So is he back up and about? "I don't know about that but the hobbling is less. I was at the airport coming off a flight yesterday and it felt like the whole thing had started again, I was like 's**t!'."

The timing of his crash was not ideal. He was doing re-shoots for two different films and was in the middle of a worldwide press tour for his new one, the disaster action thriller Geostorm.

"I always joke and say that I'm not good in a crisis," he laughs. "I actually am good in a crisis, I've had so many crises in my life that when they happen, like recent history - in the middle of all this craziness I had this motorbike accident - and it was 'Oh well, just get on with it'. "I'm not good with the small issues, it's like 'Don't sweat the small stuff', it's the small stuff that kills me. I'm like 'Why is this not like this'?"

And that brings us to the London hotel room we are sitting in now, where the action man is mercifully still in one piece.

"It's like my character in this movie, he saves the world but his brother says 'Do you mind doing this?'

"He's like 'No, I don't want to do that, why are you asking me that? I'm so sick of this'.

"It's like that and it's just like life, I guess."

Geostorm sees Butler play a remarkably rugged and handsome scientist, Jake Lawson, who jets off into space to fix a complex network of satellites that keep the earth's extreme conditions in check.

It follows in the wake of blockbuster disaster movies over the years such as Twister, The Day After Tomorrow, Into The Storm and 2012, as tidal waves sweep through New York, extreme cold freezes beaches in Brazil and heat melts the snow in Russia.

"I love these kinds of movies, it really makes you think and they are scary, these big concepts, but what I really liked about this one was it's not just a disaster movie. It's a disaster movie but it's also a science fiction film, it's an action movie from start to end, more than all of it, it's almost a family film.

"It's very emotional. I'm a man trying to be a father through all this to his daughter. And there is this Cain and Abel story between these two brothers having to get over their differences and their resentments to work together to combat this problem, and then it's a conspiracy theory movie as well. So much of this movie is trying to find out what just happened, what is happening now and how big is this problem, and then realising when it is big, who did this and how we get to the bottom of it."

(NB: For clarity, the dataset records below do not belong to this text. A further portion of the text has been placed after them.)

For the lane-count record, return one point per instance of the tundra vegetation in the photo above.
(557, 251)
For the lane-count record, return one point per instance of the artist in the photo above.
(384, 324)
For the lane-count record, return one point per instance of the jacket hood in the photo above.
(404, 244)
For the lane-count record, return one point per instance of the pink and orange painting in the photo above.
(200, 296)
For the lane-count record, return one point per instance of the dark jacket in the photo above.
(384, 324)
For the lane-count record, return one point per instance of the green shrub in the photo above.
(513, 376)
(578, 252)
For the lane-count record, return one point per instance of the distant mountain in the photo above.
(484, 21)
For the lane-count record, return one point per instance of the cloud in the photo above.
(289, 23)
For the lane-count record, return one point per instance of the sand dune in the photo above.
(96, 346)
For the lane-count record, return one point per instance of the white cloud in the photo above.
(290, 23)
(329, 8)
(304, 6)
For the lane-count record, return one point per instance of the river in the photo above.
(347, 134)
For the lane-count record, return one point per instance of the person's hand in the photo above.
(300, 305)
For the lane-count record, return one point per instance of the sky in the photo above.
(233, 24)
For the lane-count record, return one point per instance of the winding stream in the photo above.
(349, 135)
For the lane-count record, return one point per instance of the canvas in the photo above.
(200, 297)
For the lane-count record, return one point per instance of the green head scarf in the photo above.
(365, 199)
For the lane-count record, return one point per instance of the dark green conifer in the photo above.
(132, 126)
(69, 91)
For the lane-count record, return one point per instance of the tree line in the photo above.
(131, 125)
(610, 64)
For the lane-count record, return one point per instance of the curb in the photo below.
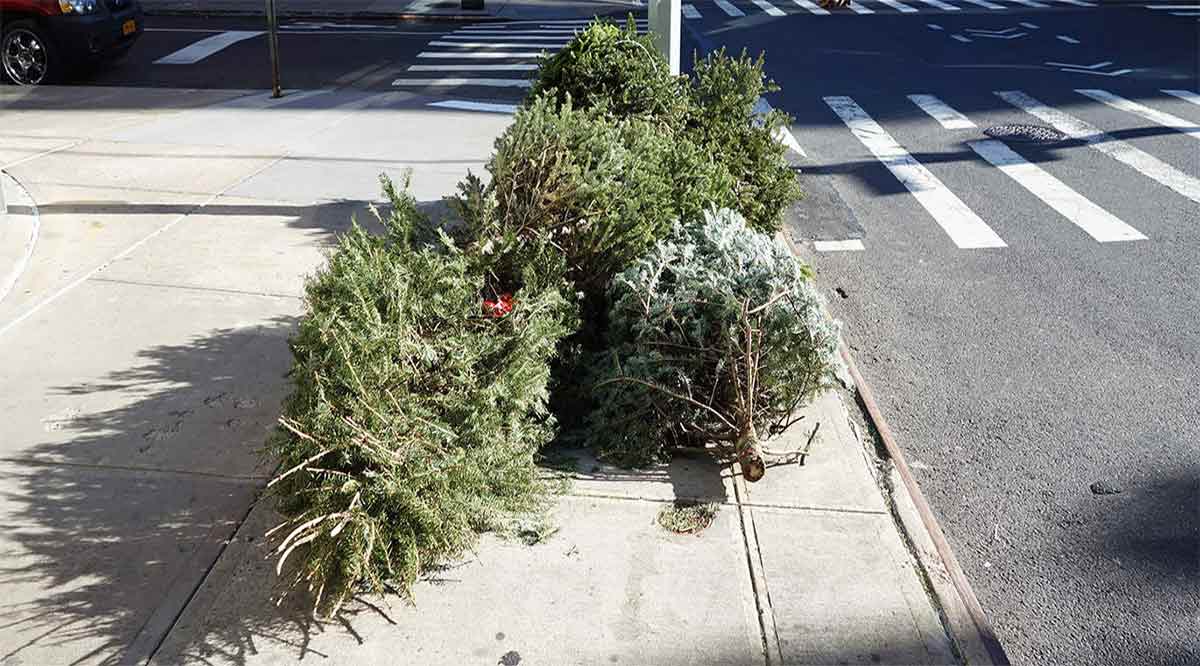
(969, 625)
(333, 16)
(19, 213)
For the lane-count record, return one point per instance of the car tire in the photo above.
(28, 57)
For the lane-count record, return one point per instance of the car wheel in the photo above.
(27, 57)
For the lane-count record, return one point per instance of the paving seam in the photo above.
(233, 478)
(197, 288)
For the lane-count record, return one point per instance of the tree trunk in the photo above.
(750, 455)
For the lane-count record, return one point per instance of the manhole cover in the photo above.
(1026, 133)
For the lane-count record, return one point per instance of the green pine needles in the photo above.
(415, 414)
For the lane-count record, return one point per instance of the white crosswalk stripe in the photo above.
(768, 7)
(730, 9)
(1145, 163)
(813, 7)
(1097, 222)
(964, 227)
(1164, 119)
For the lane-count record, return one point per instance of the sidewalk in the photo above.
(144, 351)
(408, 10)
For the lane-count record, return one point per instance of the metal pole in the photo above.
(666, 23)
(273, 40)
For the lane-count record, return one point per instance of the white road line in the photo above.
(942, 112)
(481, 54)
(484, 83)
(461, 105)
(1147, 165)
(472, 67)
(768, 7)
(558, 39)
(813, 7)
(1153, 115)
(1097, 222)
(207, 47)
(551, 46)
(1186, 95)
(852, 245)
(899, 6)
(964, 227)
(729, 9)
(544, 34)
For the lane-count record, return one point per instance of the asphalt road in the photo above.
(1027, 367)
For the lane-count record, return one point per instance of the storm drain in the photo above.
(1025, 133)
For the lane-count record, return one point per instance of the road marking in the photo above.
(511, 37)
(729, 9)
(1147, 165)
(480, 54)
(899, 6)
(1164, 119)
(964, 227)
(483, 83)
(207, 47)
(551, 46)
(1186, 95)
(1097, 222)
(852, 245)
(813, 7)
(461, 105)
(768, 7)
(942, 112)
(472, 67)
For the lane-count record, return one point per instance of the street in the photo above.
(1003, 210)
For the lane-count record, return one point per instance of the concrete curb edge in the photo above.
(970, 628)
(23, 199)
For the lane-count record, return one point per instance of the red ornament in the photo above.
(498, 307)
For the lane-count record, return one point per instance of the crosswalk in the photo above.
(970, 231)
(727, 9)
(490, 55)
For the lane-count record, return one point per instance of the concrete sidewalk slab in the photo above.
(834, 474)
(99, 562)
(241, 246)
(147, 377)
(610, 587)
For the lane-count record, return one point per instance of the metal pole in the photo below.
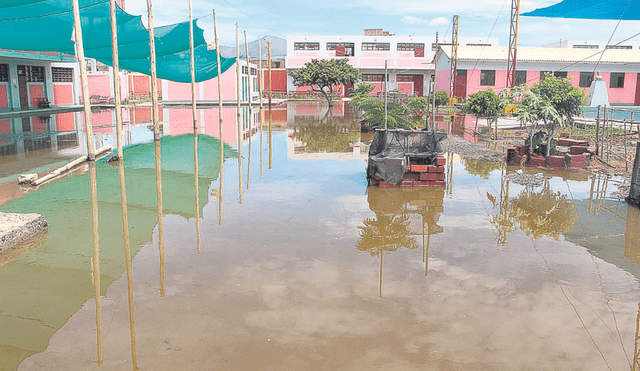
(154, 78)
(385, 95)
(83, 78)
(116, 76)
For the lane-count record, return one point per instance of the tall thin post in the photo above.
(195, 124)
(83, 78)
(270, 82)
(598, 133)
(215, 29)
(116, 76)
(127, 256)
(238, 109)
(260, 77)
(385, 95)
(95, 259)
(246, 48)
(154, 78)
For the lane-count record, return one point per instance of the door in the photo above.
(460, 84)
(22, 87)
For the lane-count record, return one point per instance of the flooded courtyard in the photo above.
(272, 254)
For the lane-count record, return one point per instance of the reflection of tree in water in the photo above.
(538, 214)
(391, 230)
(481, 168)
(327, 136)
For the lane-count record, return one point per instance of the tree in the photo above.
(322, 75)
(485, 104)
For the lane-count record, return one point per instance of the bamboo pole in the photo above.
(160, 211)
(154, 79)
(127, 255)
(246, 48)
(269, 66)
(239, 120)
(220, 191)
(598, 133)
(195, 124)
(83, 78)
(95, 259)
(260, 77)
(116, 76)
(385, 103)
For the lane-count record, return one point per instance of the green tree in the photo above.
(485, 104)
(323, 75)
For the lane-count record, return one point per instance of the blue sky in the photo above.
(478, 18)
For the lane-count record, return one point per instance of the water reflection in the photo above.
(396, 210)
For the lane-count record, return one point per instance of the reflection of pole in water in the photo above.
(239, 111)
(246, 47)
(95, 260)
(127, 255)
(261, 134)
(160, 208)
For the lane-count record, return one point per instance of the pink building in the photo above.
(409, 58)
(483, 67)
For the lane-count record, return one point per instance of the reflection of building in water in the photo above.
(401, 215)
(538, 214)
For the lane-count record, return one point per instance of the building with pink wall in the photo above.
(481, 68)
(408, 58)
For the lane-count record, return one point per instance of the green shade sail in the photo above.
(47, 25)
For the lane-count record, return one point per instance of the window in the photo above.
(488, 77)
(409, 47)
(372, 77)
(342, 49)
(306, 46)
(33, 73)
(4, 73)
(617, 80)
(586, 78)
(60, 74)
(375, 46)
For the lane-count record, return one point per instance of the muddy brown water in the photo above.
(293, 264)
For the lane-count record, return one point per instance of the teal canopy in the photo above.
(588, 9)
(47, 25)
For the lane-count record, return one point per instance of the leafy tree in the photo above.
(442, 98)
(485, 104)
(322, 75)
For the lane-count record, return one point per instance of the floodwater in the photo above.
(286, 261)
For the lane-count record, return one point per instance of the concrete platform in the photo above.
(18, 228)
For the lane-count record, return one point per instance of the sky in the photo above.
(479, 19)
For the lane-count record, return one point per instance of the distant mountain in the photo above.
(278, 49)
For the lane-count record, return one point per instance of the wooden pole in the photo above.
(239, 120)
(95, 260)
(598, 133)
(269, 65)
(116, 76)
(83, 78)
(154, 78)
(385, 111)
(221, 132)
(127, 256)
(246, 48)
(260, 76)
(195, 125)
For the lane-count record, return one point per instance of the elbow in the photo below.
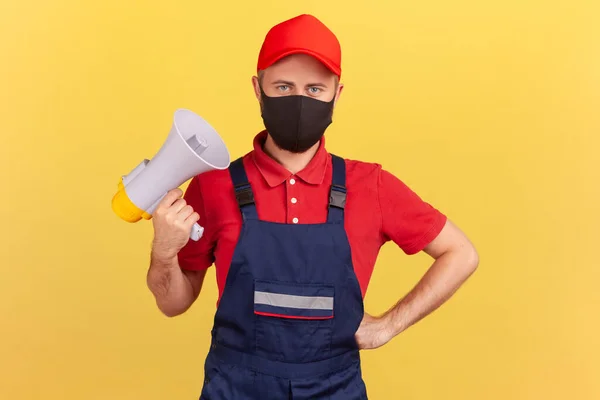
(471, 259)
(169, 311)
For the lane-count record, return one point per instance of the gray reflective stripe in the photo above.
(291, 301)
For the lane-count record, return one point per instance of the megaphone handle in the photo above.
(197, 232)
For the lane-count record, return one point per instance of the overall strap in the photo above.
(337, 193)
(243, 190)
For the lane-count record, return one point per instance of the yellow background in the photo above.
(490, 110)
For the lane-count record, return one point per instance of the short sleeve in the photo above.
(198, 255)
(406, 219)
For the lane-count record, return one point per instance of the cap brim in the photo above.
(328, 63)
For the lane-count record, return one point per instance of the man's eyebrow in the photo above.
(282, 82)
(321, 84)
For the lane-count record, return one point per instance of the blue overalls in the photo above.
(285, 324)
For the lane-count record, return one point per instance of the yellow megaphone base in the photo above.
(124, 207)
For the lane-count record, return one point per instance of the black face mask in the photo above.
(296, 123)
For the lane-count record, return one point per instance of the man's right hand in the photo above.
(173, 220)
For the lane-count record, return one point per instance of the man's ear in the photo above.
(256, 86)
(339, 93)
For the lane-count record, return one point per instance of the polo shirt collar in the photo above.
(275, 174)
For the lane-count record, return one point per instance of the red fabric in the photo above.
(379, 208)
(302, 34)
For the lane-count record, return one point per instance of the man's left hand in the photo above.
(373, 332)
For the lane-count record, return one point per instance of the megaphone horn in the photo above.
(192, 147)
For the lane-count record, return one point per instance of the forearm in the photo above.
(172, 289)
(441, 281)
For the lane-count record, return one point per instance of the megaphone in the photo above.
(192, 148)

The environmental issue is particularly timely, Butler says.

"It's very relevant, and the movie was always created with that idea in mind, it was a cautionary tale. But I think now when you watch it, it's all the more visceral because you're watching this going 'This is supposed to be crazy but we are seeing a lot of this happening right now' but that opening few minutes, this montage of global warming and where it takes us in the not too distant future, is kind of terrifying.

"At the same time it's uplifting because you see that mankind created this incredible technology that saved us and you climb right into that technology and see how it functions to control our environment. That's pretty cool."

So how has the science community reacted to Butler portraying one of their ranks?

"None are as handsome, without a doubt," he jokes.

"Scientists always amaze, there are so many different types of scientists, you know, you like to say they would all be geeky but then I meet scientists who are all up climbing mountains every week or out on their motorbikes and they can be a very hardy bunch.

"I guess it's like anything, you look at lawyers, all different types, I trained as a lawyer, they are not all like me but some of them are way more sporty and way more hardy than I am.

"I did like the kind of scientist that I got to play as Jake because he's still a guy who likes his football, likes his beers but he's also incredibly passionate about science and about being specific and getting it right, and he hates people that don't get that, which makes him kind of annoying as well.

"He can be infuriating, but you know at the end of the day it's for the right reasons. But it's like 'Come on, man'. I was making me crazy, playing him."